Similarly, individuals can appeal a rejected refugee claim by the RPD to the RAD (certain individuals do not have recourse to the RAD). Refusals of RAD can be JR'd at the Federal Court.
Other refusals - like decisions by officers on TRV, TRP, and other PR applications like refusals of humanitarian and compassionate applications can only be challenged at the Federal Court of Canada.
Timeframes vary if the decision is made inside of Canada, then the deadline for filing the originating document known as an ALJR or Application and Leave and Judicial Review is 15 days; it is 60 days if the decision is made outside of Canada.
You may or may not have detailed reasons and if you do not have detailed reasons, then that is indicated on the ALJR and the court will make a request known as a Rule 9 request and the reasons will be provided; further materials known as the applicant's record is then required (which includes an affidavit containing the relevant facts and exhibits, i.e. the material that was before the decision maker or visa officer along with a memorandum of argument detailing the mistakes or errors committed by the decision maker/officer).
The applicant's record is due within 30 days of the ALJR if reasons have been provided; they are due within 30 days of receipt of the reasons via the Rule 9 request. Federal court time frames are rigid/strict and must be adhered to. Following the filing/serving of the applicants record the Department of Justice, which represents the Minister of Citizenship and Immigration Canada/Minister of Public Safety and Emergency Preparedness can file their materials 30 days after the applicant's record or they may simply consent and indicate their willingness to send the matter back for re-determination by a different officer/decision maker.
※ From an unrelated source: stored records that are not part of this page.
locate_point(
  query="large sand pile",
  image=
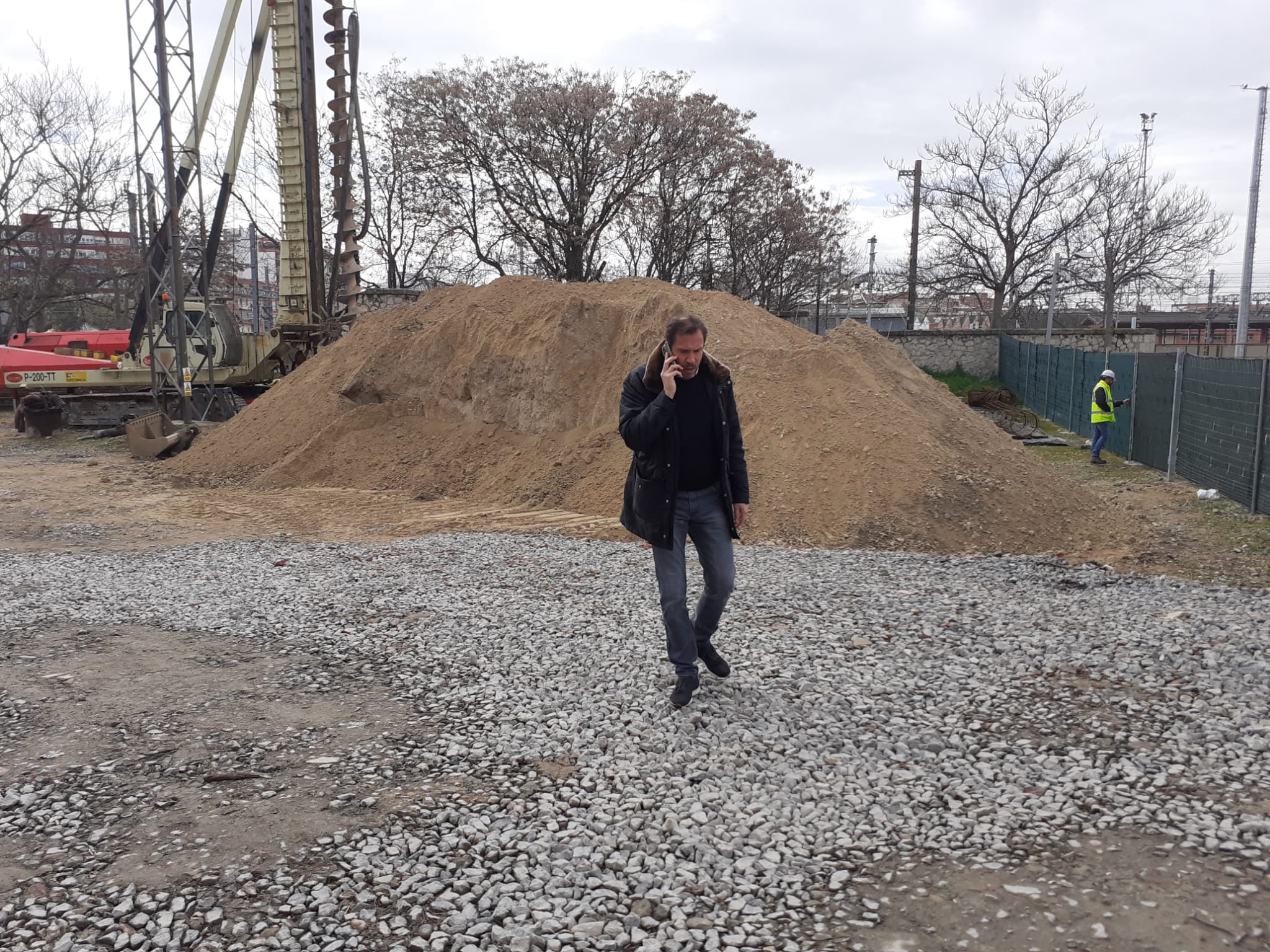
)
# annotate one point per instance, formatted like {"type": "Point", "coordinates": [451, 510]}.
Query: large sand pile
{"type": "Point", "coordinates": [508, 394]}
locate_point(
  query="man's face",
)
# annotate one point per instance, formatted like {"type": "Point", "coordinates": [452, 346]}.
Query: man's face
{"type": "Point", "coordinates": [689, 350]}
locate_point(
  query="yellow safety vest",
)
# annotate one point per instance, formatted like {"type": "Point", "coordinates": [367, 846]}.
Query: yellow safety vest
{"type": "Point", "coordinates": [1096, 414]}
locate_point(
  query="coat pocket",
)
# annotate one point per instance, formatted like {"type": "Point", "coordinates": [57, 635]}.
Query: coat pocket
{"type": "Point", "coordinates": [652, 498]}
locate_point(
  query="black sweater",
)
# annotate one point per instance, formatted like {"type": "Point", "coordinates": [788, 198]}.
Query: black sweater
{"type": "Point", "coordinates": [699, 443]}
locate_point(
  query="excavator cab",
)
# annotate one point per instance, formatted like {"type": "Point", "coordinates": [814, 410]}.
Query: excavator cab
{"type": "Point", "coordinates": [211, 334]}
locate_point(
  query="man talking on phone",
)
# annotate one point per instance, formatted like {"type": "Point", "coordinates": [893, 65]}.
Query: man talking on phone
{"type": "Point", "coordinates": [687, 478]}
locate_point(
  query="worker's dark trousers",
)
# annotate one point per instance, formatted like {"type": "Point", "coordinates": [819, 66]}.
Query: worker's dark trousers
{"type": "Point", "coordinates": [1101, 432]}
{"type": "Point", "coordinates": [701, 516]}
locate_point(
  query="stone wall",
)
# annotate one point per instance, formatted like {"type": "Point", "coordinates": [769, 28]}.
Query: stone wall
{"type": "Point", "coordinates": [379, 299]}
{"type": "Point", "coordinates": [977, 351]}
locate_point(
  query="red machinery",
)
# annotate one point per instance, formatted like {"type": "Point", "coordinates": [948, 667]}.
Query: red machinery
{"type": "Point", "coordinates": [100, 345]}
{"type": "Point", "coordinates": [25, 368]}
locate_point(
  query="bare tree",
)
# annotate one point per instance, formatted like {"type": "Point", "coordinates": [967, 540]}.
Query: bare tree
{"type": "Point", "coordinates": [998, 200]}
{"type": "Point", "coordinates": [675, 214]}
{"type": "Point", "coordinates": [412, 238]}
{"type": "Point", "coordinates": [63, 173]}
{"type": "Point", "coordinates": [1142, 234]}
{"type": "Point", "coordinates": [549, 157]}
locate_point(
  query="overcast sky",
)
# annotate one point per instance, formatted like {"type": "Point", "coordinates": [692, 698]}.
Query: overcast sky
{"type": "Point", "coordinates": [837, 87]}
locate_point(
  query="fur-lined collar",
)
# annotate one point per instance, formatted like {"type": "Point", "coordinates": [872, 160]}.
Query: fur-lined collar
{"type": "Point", "coordinates": [653, 372]}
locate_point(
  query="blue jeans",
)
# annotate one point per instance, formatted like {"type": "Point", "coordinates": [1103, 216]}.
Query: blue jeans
{"type": "Point", "coordinates": [701, 516]}
{"type": "Point", "coordinates": [1101, 432]}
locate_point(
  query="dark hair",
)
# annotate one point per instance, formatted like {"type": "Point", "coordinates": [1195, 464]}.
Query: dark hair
{"type": "Point", "coordinates": [689, 324]}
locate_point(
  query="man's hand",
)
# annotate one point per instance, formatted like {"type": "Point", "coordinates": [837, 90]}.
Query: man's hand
{"type": "Point", "coordinates": [671, 372]}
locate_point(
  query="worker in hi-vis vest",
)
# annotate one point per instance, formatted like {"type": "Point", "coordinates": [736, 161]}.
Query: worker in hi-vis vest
{"type": "Point", "coordinates": [1103, 415]}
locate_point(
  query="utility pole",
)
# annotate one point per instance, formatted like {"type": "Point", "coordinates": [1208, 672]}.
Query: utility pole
{"type": "Point", "coordinates": [1208, 311]}
{"type": "Point", "coordinates": [1241, 328]}
{"type": "Point", "coordinates": [255, 281]}
{"type": "Point", "coordinates": [916, 175]}
{"type": "Point", "coordinates": [1053, 294]}
{"type": "Point", "coordinates": [1148, 123]}
{"type": "Point", "coordinates": [819, 273]}
{"type": "Point", "coordinates": [873, 255]}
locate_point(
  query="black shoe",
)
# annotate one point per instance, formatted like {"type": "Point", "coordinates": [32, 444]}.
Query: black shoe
{"type": "Point", "coordinates": [682, 694]}
{"type": "Point", "coordinates": [714, 662]}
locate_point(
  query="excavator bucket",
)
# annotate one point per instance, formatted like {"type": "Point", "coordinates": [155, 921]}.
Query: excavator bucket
{"type": "Point", "coordinates": [154, 436]}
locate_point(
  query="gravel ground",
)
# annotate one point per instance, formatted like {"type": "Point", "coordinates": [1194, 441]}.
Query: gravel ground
{"type": "Point", "coordinates": [884, 711]}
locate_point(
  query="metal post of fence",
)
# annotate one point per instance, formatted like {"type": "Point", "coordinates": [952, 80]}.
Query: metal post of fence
{"type": "Point", "coordinates": [1259, 434]}
{"type": "Point", "coordinates": [1049, 380]}
{"type": "Point", "coordinates": [1071, 400]}
{"type": "Point", "coordinates": [1179, 368]}
{"type": "Point", "coordinates": [1133, 403]}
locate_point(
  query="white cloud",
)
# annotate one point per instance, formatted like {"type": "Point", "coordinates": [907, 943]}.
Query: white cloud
{"type": "Point", "coordinates": [838, 87]}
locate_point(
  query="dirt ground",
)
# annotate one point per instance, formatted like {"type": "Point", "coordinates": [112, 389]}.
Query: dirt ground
{"type": "Point", "coordinates": [207, 738]}
{"type": "Point", "coordinates": [221, 758]}
{"type": "Point", "coordinates": [63, 494]}
{"type": "Point", "coordinates": [1175, 534]}
{"type": "Point", "coordinates": [1116, 892]}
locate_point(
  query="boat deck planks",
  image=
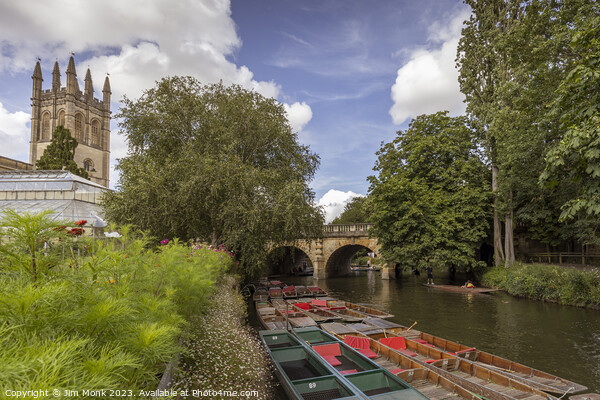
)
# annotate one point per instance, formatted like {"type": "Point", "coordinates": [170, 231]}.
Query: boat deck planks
{"type": "Point", "coordinates": [461, 289]}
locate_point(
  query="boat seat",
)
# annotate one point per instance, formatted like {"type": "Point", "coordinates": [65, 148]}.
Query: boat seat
{"type": "Point", "coordinates": [408, 352]}
{"type": "Point", "coordinates": [465, 351]}
{"type": "Point", "coordinates": [367, 353]}
{"type": "Point", "coordinates": [348, 371]}
{"type": "Point", "coordinates": [396, 343]}
{"type": "Point", "coordinates": [332, 360]}
{"type": "Point", "coordinates": [304, 306]}
{"type": "Point", "coordinates": [357, 342]}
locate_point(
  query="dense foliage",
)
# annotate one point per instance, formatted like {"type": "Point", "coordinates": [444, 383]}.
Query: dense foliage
{"type": "Point", "coordinates": [430, 198]}
{"type": "Point", "coordinates": [101, 314]}
{"type": "Point", "coordinates": [222, 353]}
{"type": "Point", "coordinates": [548, 282]}
{"type": "Point", "coordinates": [356, 211]}
{"type": "Point", "coordinates": [214, 163]}
{"type": "Point", "coordinates": [60, 153]}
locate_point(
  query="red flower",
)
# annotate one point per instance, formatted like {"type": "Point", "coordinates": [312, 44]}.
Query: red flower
{"type": "Point", "coordinates": [76, 231]}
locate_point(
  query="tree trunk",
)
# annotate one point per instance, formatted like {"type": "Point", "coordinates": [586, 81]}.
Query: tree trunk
{"type": "Point", "coordinates": [498, 254]}
{"type": "Point", "coordinates": [509, 243]}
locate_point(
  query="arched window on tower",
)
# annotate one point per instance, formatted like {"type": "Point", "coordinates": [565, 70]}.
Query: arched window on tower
{"type": "Point", "coordinates": [46, 126]}
{"type": "Point", "coordinates": [79, 127]}
{"type": "Point", "coordinates": [88, 165]}
{"type": "Point", "coordinates": [61, 118]}
{"type": "Point", "coordinates": [95, 133]}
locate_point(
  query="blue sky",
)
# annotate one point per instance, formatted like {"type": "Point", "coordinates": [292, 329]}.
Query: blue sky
{"type": "Point", "coordinates": [350, 73]}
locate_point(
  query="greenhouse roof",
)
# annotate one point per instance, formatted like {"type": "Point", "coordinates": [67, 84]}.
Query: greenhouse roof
{"type": "Point", "coordinates": [22, 180]}
{"type": "Point", "coordinates": [70, 197]}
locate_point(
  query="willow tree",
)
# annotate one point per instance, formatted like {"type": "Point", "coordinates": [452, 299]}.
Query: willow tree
{"type": "Point", "coordinates": [214, 163]}
{"type": "Point", "coordinates": [60, 153]}
{"type": "Point", "coordinates": [512, 56]}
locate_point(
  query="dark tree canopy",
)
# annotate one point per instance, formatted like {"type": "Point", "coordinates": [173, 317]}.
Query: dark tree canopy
{"type": "Point", "coordinates": [215, 163]}
{"type": "Point", "coordinates": [60, 153]}
{"type": "Point", "coordinates": [431, 196]}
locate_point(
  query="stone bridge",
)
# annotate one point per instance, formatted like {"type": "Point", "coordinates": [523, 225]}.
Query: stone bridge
{"type": "Point", "coordinates": [330, 255]}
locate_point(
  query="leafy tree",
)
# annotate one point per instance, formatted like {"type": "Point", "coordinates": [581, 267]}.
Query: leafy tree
{"type": "Point", "coordinates": [512, 54]}
{"type": "Point", "coordinates": [60, 153]}
{"type": "Point", "coordinates": [431, 197]}
{"type": "Point", "coordinates": [29, 237]}
{"type": "Point", "coordinates": [357, 210]}
{"type": "Point", "coordinates": [214, 163]}
{"type": "Point", "coordinates": [576, 157]}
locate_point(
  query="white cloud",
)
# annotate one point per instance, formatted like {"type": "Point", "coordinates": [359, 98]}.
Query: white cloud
{"type": "Point", "coordinates": [136, 41]}
{"type": "Point", "coordinates": [14, 134]}
{"type": "Point", "coordinates": [298, 114]}
{"type": "Point", "coordinates": [428, 82]}
{"type": "Point", "coordinates": [334, 201]}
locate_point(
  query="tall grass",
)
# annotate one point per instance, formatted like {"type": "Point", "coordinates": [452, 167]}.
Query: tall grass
{"type": "Point", "coordinates": [222, 354]}
{"type": "Point", "coordinates": [548, 282]}
{"type": "Point", "coordinates": [109, 319]}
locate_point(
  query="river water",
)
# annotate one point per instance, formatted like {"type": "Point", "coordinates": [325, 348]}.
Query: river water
{"type": "Point", "coordinates": [562, 340]}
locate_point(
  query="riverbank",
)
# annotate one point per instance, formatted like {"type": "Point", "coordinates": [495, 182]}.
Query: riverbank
{"type": "Point", "coordinates": [222, 356]}
{"type": "Point", "coordinates": [568, 286]}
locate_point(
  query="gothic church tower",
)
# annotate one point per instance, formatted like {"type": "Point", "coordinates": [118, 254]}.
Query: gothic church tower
{"type": "Point", "coordinates": [87, 118]}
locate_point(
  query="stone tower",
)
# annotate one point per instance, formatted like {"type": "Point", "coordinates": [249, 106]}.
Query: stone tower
{"type": "Point", "coordinates": [87, 118]}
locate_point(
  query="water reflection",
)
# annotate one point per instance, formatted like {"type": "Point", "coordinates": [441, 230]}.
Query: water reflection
{"type": "Point", "coordinates": [558, 339]}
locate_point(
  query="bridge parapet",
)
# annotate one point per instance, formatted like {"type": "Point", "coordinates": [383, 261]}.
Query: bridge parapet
{"type": "Point", "coordinates": [346, 230]}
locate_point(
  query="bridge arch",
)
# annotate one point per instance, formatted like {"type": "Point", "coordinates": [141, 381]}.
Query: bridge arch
{"type": "Point", "coordinates": [339, 261]}
{"type": "Point", "coordinates": [287, 260]}
{"type": "Point", "coordinates": [331, 254]}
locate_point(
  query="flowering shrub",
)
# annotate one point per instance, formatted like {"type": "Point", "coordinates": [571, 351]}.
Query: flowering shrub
{"type": "Point", "coordinates": [111, 323]}
{"type": "Point", "coordinates": [222, 353]}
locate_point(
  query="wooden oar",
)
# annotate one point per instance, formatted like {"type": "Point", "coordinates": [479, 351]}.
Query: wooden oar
{"type": "Point", "coordinates": [411, 326]}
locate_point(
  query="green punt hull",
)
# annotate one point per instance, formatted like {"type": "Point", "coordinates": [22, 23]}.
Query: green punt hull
{"type": "Point", "coordinates": [306, 375]}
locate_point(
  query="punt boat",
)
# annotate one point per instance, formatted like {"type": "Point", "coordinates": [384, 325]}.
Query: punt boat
{"type": "Point", "coordinates": [316, 313]}
{"type": "Point", "coordinates": [295, 318]}
{"type": "Point", "coordinates": [369, 311]}
{"type": "Point", "coordinates": [426, 381]}
{"type": "Point", "coordinates": [302, 374]}
{"type": "Point", "coordinates": [260, 294]}
{"type": "Point", "coordinates": [370, 380]}
{"type": "Point", "coordinates": [461, 289]}
{"type": "Point", "coordinates": [472, 376]}
{"type": "Point", "coordinates": [269, 317]}
{"type": "Point", "coordinates": [303, 291]}
{"type": "Point", "coordinates": [344, 313]}
{"type": "Point", "coordinates": [530, 376]}
{"type": "Point", "coordinates": [289, 292]}
{"type": "Point", "coordinates": [316, 291]}
{"type": "Point", "coordinates": [275, 293]}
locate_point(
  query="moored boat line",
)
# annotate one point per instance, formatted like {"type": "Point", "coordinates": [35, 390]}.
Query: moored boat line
{"type": "Point", "coordinates": [439, 367]}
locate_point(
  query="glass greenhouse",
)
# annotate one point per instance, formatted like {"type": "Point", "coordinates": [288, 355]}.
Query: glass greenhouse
{"type": "Point", "coordinates": [71, 197]}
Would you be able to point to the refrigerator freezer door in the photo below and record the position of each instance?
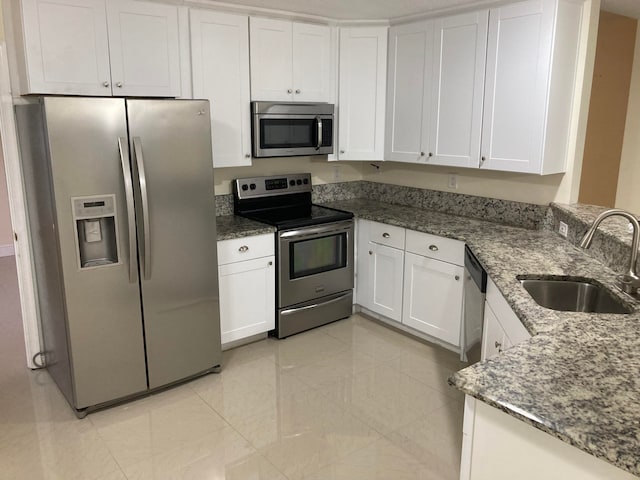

If they consent, the applicant can then file a notice of discontinuance. If the DOJ chooses to contest then the final say belongs to the applicant, the individual challenging the decision and the reply must be filed within 10 days of the DOJ argument.
Judicial review is not a substantive appeal, it is concerned with whether the officer rendered a reasonable decision. It's largely concerned with the process, not the outcome. Judicial review is sought when there has been a misapprehension of the facts by the officer; the officer makes an error of law or gets a legal test wrong, engages in unsustainable logic or reasoning and/or commits a breach of natural justice or procedural fairness.
Time frames vary between filing the ALJR and resolution. You should also bear in mind that the court decides on which cases it will actually hear in open court. The court can choose not to hear the matter and dismiss it summarily after receipt of materials by both parties -this is called the "leave" requirement. If leave is granted then a hearing date will be set down; between ALJR and a hearing date, it could take between six to 10 months. If the ALJR and applicant's record is provided and the DOJ consents then the matter could be sent back for re-determination in as little as three to four months.
It is difficult to give an opinion as to the strengths or weaknesses of a case without reviewing the officer's detailed reasons. Again, this is more than just the refusal letter, this usually means the GCMS or Global Case Management System notes for a decision made by officer outside of Canada. It is important to review this and determine whether there is a reviewable error or breach of natural justice or failure to comply with the rules of procedural fairness.
If you are in this predicament, I would strongly suggest contacting and consulting with an immigration lawyer (immigration consultants cannot appear before the Federal Court). To a large extent, the strength of a JR depends on the strength of the underlying application so I would suggest that you retain experienced counsel to minimize refusal and even if the application is refused, to maximize chances at JR.